Is there any way to create a spatial weight matrix based on road distance?
I am trying to use the road distance between two points instead of
euclidean distance.

I've seen that there is a package named osrm. Can anyone give some advice?

Thank you in advance.

Regards,
#
On 21/06/19 12:26 PM, Rolando Valdez wrote:

            
I don't know anything about "osrm".  Calculating "road distances" can be 
done in the spatstat package reasonably easily, if you take the trouble 
to represent your collection of roads as a "linnet" object.

Given that you have done so, suppose that your linnet object is "L" and 
that you have vectors "x" and "y" specifying the points on L (i.e. on 
your roads) between which you want to know the distances.

Do:

     X    <- lpp(data.frame(x=x,y=y),L)
     dMat <- pairdist(X)

The object "dMat" is a (symmetric) square matrix; dMat[i,j] is the 
distance between point i and point j.  (Of course the diagonal entries 
are all 0.)

If your collection of roads is specified by means of a shapefile, 
vignette("shapefiles") will tell you how to turn this collection into a 
"psp" ("planar segment pattern") object; the function (method) 
as.linnet.psp() can then be used to turn the "psp" object into a 
"linnet" object.

HTH

cheers,

Rolf Turner
#
Rather than converting an object of class 'SpatialLines' or 'SpatialLinesDataFrame' to the spatstat class 'psp' and then converting it to the spatstat class 'linnet', it is safer and more efficient to convert the SpatialLines* object directly to class linnet using as.linnet.SpatialLinesDataFrame() from the package 'maptools'.
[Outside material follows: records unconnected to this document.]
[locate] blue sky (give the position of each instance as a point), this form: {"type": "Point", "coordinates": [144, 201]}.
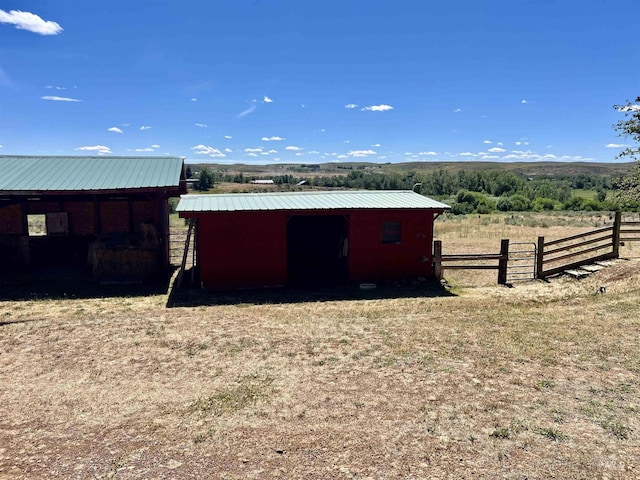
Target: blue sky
{"type": "Point", "coordinates": [268, 81]}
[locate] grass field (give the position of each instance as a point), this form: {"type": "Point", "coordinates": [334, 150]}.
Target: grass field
{"type": "Point", "coordinates": [537, 381]}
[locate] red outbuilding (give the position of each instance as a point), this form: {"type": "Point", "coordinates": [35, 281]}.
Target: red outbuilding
{"type": "Point", "coordinates": [322, 238]}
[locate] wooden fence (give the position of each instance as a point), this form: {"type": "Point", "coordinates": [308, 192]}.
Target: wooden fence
{"type": "Point", "coordinates": [567, 253]}
{"type": "Point", "coordinates": [472, 261]}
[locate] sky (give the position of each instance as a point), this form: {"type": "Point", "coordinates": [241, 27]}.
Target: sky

Prof Adrian Baddeley DSc FAA

John Curtin Distinguished Professor

Department of Mathematics and Statistics

Curtin University, Perth, Western Australia
#
Dear Rolando,

The advantage of using Open Street Maps engine is that you can give the
travel option. This means you can select whether are you traveling by bike,
car or walking. The previous approach didn't consider this topic. For this,
you should have added a vector layer depending on your position of the
street you can take (or not). Open Street Maps project allow you two
options: a service in which you give your current position, the position
you want to reach and your transport method (giving you back the fastest
route). Or the option to download the engine/algorithm compile by yourself
(if I am not wrong is made in C or python) and then you can make your own
calculation at your own computer. For the first option, the package OSRM is
an interface in which send a request to the OSM web page and wait for an
answer. With this method, you can send a couple of request at the same time
but no to many (you should read the manual for this). Of course, also will
depend on whether the OSM server is down or not (or busy).

I have to say that I used some years ago this app and nowadays I know that
for some cities OSM has more streets reported than the same google maps.
Also is an open project and they let you download their data for free,
contrary to what google maps do.

All the best,


Andres

El vie., 21 jun. 2019 a las 4:30, Adrian Baddeley (<
adrian.baddeley at curtin.edu.au>) escribi?:

  
    
1 day later
#
Thank you for your answer.

I have a shapefile with, say, counties, and I got another shapefile with
the roads. ?What if a county does not intersect any road?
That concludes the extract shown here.